I didn’t realize how strong I was until I had no choice but to be. The days I thought would destroy me were the ones that built my backbone. Strength doesn’t mean you never cry or break down—it means you find the courage to stand back up every single time….and say, “ try again….” 
4. Resilience is a muscle.
I’ve had to start over more than once since my divorce—financially, emotionally, even in how I saw myself. Every time I rebuilt, I found I could do it better, smarter, and stronger than before. Resilience grows with each challenge, and now I trust myself to survive whatever comes next.

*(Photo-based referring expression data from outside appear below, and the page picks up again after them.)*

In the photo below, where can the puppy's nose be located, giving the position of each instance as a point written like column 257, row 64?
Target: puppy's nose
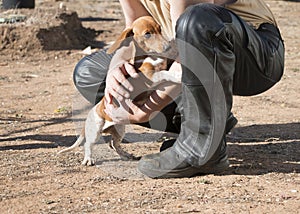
column 166, row 47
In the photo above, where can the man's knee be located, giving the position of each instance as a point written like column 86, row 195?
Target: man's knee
column 89, row 78
column 201, row 21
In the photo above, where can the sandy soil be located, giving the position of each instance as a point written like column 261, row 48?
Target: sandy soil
column 37, row 58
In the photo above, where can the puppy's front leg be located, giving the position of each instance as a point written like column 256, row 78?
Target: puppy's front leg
column 93, row 129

5. Shame loses its power when you speak it aloud.
Divorce carries a shadow of shame in our culture, as if ending something that’s hurting you is a failure. I carried that weight for a while, worried about what people thought, until I learned this: shame grows in silence, but it shrinks in the light of truth. Telling my story not only freed me—it helped others feel less alone in theirs.
6. Taking your name back is more than paperwork.
Changing my name wasn’t just about identification—it was about reclaiming my identity. It was a reminder that I belong to myself. My name is a symbol of every step I’ve taken away from who I was told to be, and toward who I truly am.
7. You can fall in love again—in all sorts of ways.
Love after divorce isn’t just about another person. It’s about falling in love with joy and with life itself. It’s about my rescue dog, Lucky, who reminds me daily what unconditional love looks like. It’s about my people—the friends and family who show up, lift me up, and make me laugh until my face hurts. It’s about sunsets, music, and mornings where I wake up grateful for the quiet peace of my own company(which I rather enjoy!).
8. Divorce no longer defines me..
The things we go through can define us if we let them, or they can simply be one chapter in the book of our lives. For a long time, my divorce felt like the headline of my story. Now, it’s just one part of it—important, yes, but surrounded by so many other chapters filled with joy, love, growth, and possibility. I get to decide what defines me, and I choose everything I’ve built since that day.
Eight years later, I can say this: I didn’t just survive my divorce. I thrived because of it. Every step forward, baby step or giant leap, carried me here. Forward has been and always will be my pace.